Carol Ott in Board Operations on September 25, 2012
Over the summer, New York City released the results from the first year of Local Law 84 of 2009. That's the energy-benchmarking initiative begun as part of Mayor Michael Bloomberg's plan to reduce greenhouse gases. More than 6,000 multifamily buildings submitted data into an online tool called the Energy Star Portfolio Manager that was developed by the U.S. Environmental Protection Agency. Because most buildings of this size are professionally managed, energy consultants were hired to do the work.
The city developed four working grades to use until a national standard is created. Each grade represents a range of energy performance based on the Source Energy Utilization Index (SEUI) number.
So what does this mean, exactly? First, you have to understand the difference between the two types of energy utilization indexes (EUI). "The big difference between source and site energy is in electricity," explains Jeffrey Perlman, president of Bright Power. "At site, every kilowatt hour of electricity used has 3,412 BTUs of energy in it. To create that kilowatt of electricity, a power plant has to burn approximately 10,000 BTUs of energy. Every unit of electricity that you use at your building is basically multiplied by three when you start looking at source energy.
"The city is using the source number," continues Perlman, "because that's what Portfolio Manager uses. That makes some sense because the price of electricity is higher if you account for the fact that there's all this waste in the system from the generation of the electricity to the usage of it. Also, carbon impact is based on source energy, not on site energy."
But First, a Warning
Your grade is based on a bunch of numbers, but square footage is the key. If that number is wrong, so are all the calculations that derive from it.
One problem emerged during the first year of benchmarking. Even though the square footage number posted on the Department of Finance (DOF) website was the starting point to find out if a building had to comply with LL84, that number turned out to be misleading. The DOF square footage numbers, for the most part, don't include basement space unless the area produces income. Which means that if your building's basement is used for a boiler, storage, or mechanical equipment, it is likely that its square footage wasn't included in your benchmarking.
It is important to see whether your benchmark provider submitted the right number to Portfolio Manager. How do you do that? Finding the square footage number on the DOF website takes a bit of clicking, and only works for co-op buildings and not condominiums (where each unit is its own separate tax lot).

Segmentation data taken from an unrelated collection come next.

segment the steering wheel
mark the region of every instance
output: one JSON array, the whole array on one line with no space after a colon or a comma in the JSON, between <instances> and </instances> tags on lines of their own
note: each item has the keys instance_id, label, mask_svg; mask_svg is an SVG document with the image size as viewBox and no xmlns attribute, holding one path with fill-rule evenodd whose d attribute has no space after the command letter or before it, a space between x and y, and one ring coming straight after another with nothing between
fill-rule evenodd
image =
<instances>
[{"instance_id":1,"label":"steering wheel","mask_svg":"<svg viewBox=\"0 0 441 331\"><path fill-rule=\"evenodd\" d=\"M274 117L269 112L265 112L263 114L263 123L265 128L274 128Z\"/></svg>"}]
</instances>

Compare this figure with the one in Portfolio Manager. Then, notes Laurie Kerr, deputy director for energy efficiency at the Mayor's Office of Long-Term Planning and Sustainability: "You should compare those two numbers [the one on the DOF website and the one in Portfolio Manager], and if they are the same, you should go back to the benchmarking provider and say, 'Please correct this,' and make sure that all square footage is being counted." All the benchmarking calculations are based on square footage, so if your basement floor is left out, your numbers will be off.
And then ... your grade? For now, how your building fared is between you and whomever you can call to find out your SEUI score. The city intends to make the scores public in the fall of 2013.